Details
-
Bug
-
Status: Open
-
P3
-
Resolution: Unresolved
-
None
-
None
Description
I am running with --requirements_file requirements.txt, which contains:
google-cloud-datastore
Unfortunately, when attempting to run this on the cloud dataflow, I get the following error trying to build the requirements:
Collecting setuptools (from protobuf>=3.0.0->google-cloud-core<0.24dev,>=0.23.1->google-cloud-datastore->-r requirements.txt (line 3)) File was already downloaded /var/folders/94/wngs1jw91_n2_jjjrfljtqrc0000gn/T/dataflow-requirements-cache/setuptools-34.3.2.zip Complete output from command python setup.py egg_info: Traceback (most recent call last): File "<string>", line 1, in <module> File "setuptools/__init__.py", line 12, in <module> import setuptools.version File "setuptools/version.py", line 1, in <module> import pkg_resources File "pkg_resources/__init__.py", line 70, in <module> import packaging.version ImportError: No module named packaging.version
Looking online https://github.com/pypa/setuptools/issues/937 , it appears this is due to "pip asking setuptools to build itself (from source dist), which is no longer supported."

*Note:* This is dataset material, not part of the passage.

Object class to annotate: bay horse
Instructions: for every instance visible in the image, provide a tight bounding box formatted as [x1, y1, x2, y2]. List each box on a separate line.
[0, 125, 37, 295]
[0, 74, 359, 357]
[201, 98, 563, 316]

I'm not sure what the correct fix is here...since protobuf depends on setuptools, and a lot of Google libraries depend on protobuf. Seems there is no way to list protobuf/setuptools as being "provided" by the beam runtime (ie https://github.com/pypa/pip/issues/3090).
I'm going to try using my own setup.py next and see if I can skirt around the issue, but this definitely seems like a bug with beam's requirements packager asking for too much?
In the case of GCE, I compile my dependencies into a docker image that extends the base GCE images (and lets me use binary installs), not sure something like that would work here?